Compton and his team say that boundary scan can also play a role in volume production. Team member Larry Beine built a fixture that can simultaneously test four cards used to reconstruct the CT images. "The pin density on these boards is high enough that it is very difficult to design an ICT fixture that can thoroughly test it," explained Compton.

A bit of home brew

Examples abound of such test ingenuity throughout the VCT project, which helped speed design and curb costs. For instance, in the development of the DIF boards, Hum's team built a PC-based simulator that allowed engineers to hook up the data-acquisition system to the ADC boards to take simulated scans and collect data. To test the regulators on the DIF boards, Beine used a small ADC chip on the board to measure voltages, eliminating the need for an additional test circuit setup outside the board.

And while the ADC module team had to build custom testers for several key stages in the manufacturing process, the engineers used the same software throughout, changing only the configuration files. Among the key components of these testers: a voltmeter, a PXI chassis and PXI boards, a CAN interface, and a PC.

"These aren't simple Class 1 boards we are dealing with," noted ADC module team leader Joe Block. "The delicacy of the measurements at the front end—in picoamps—challenges us to design testers that are effective and rigorous at those levels so that these boards are highly reliable inside a CT scanner." Such reliability is crucial to the functioning of the scanner. If even one of the 1024 A-to-D channels in the CT's detector array malfunctions, the image is often unusable.
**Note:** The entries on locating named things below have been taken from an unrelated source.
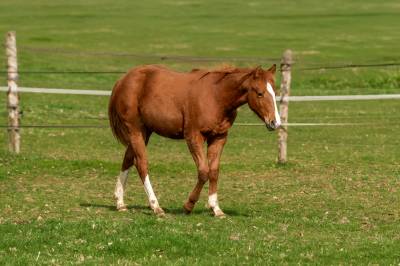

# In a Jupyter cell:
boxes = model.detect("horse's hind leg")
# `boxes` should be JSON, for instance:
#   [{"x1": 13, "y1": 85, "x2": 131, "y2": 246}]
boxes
[
  {"x1": 114, "y1": 145, "x2": 134, "y2": 211},
  {"x1": 183, "y1": 133, "x2": 209, "y2": 213},
  {"x1": 130, "y1": 130, "x2": 164, "y2": 216}
]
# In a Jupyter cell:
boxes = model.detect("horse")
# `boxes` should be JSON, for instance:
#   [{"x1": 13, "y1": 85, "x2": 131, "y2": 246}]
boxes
[{"x1": 108, "y1": 64, "x2": 281, "y2": 217}]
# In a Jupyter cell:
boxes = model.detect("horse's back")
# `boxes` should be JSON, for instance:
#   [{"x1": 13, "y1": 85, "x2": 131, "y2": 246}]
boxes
[{"x1": 113, "y1": 65, "x2": 198, "y2": 138}]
The GE engineers also had to find ways to keep from drowning in all the test data collected during board development, pointed out Delplanque. The solution: save detailed test data on failures or marginal performance, while relying on overall statistics to track the results of passed components. Engineers also designed a visualization tool that lets manufacturing quickly identify patterns in board failures.

An engineering triumph

By all accounts, such innovative test work played a major role in the LightSpeed VCT's success. Despite the need to coordinate numerous design and test teams involved with multiple subsystems, the cycle time for the VCT was much faster then it was for the first LightSpeed CT introduced in 1998, noted Gary Strong, the lead engineering manager on the project.
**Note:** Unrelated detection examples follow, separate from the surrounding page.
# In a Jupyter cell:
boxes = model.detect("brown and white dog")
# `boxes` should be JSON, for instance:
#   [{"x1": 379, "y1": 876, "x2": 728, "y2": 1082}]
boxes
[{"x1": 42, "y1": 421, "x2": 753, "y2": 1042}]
Recent articles in publications such as Radiology Today, Popular Mechanics,and the Wall Street Journalhave heralded the technical advancements of the machine. And within GE itself, the scanner has garnered the company's coveted "imagination breakthrough" designation. "The word we are getting from within the company is to make more of these machines," said manufacturing test engineer Gary Schilling. "It's a big hit with customers."
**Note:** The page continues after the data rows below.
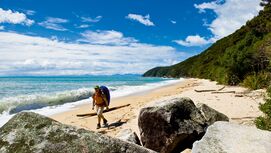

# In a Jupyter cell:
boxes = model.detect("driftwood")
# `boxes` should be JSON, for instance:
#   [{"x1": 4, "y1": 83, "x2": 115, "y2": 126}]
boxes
[
  {"x1": 212, "y1": 91, "x2": 235, "y2": 94},
  {"x1": 76, "y1": 104, "x2": 130, "y2": 117},
  {"x1": 235, "y1": 95, "x2": 244, "y2": 97},
  {"x1": 195, "y1": 86, "x2": 225, "y2": 92}
]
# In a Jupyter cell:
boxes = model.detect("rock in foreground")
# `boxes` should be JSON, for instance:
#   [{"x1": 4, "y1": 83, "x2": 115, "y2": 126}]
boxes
[
  {"x1": 116, "y1": 129, "x2": 141, "y2": 145},
  {"x1": 138, "y1": 98, "x2": 205, "y2": 153},
  {"x1": 0, "y1": 112, "x2": 157, "y2": 153},
  {"x1": 192, "y1": 122, "x2": 271, "y2": 153},
  {"x1": 138, "y1": 98, "x2": 229, "y2": 153}
]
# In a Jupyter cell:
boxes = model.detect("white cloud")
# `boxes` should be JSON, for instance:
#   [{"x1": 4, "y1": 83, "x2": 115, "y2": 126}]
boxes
[
  {"x1": 126, "y1": 14, "x2": 155, "y2": 26},
  {"x1": 81, "y1": 16, "x2": 103, "y2": 23},
  {"x1": 170, "y1": 20, "x2": 177, "y2": 24},
  {"x1": 174, "y1": 35, "x2": 212, "y2": 47},
  {"x1": 0, "y1": 8, "x2": 35, "y2": 26},
  {"x1": 79, "y1": 30, "x2": 137, "y2": 45},
  {"x1": 76, "y1": 24, "x2": 90, "y2": 28},
  {"x1": 195, "y1": 0, "x2": 262, "y2": 39},
  {"x1": 174, "y1": 0, "x2": 262, "y2": 46},
  {"x1": 38, "y1": 17, "x2": 69, "y2": 31},
  {"x1": 25, "y1": 10, "x2": 36, "y2": 15},
  {"x1": 194, "y1": 0, "x2": 221, "y2": 13},
  {"x1": 0, "y1": 32, "x2": 184, "y2": 75}
]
Brian Kost, who manages the engineering effort for all of GE's CT scanner products, traces the VCT's success to its ability to answer the needs of the medical community—most notably, greatly enhanced imaging of the heart. "It's a great product to be associated with," said Kost, "and we couldn't meet the demand that we are getting right out of the chute without the critical role of test. It helped us catch problems early in the process, giving us the assurance in final assembly that we are building a quality product."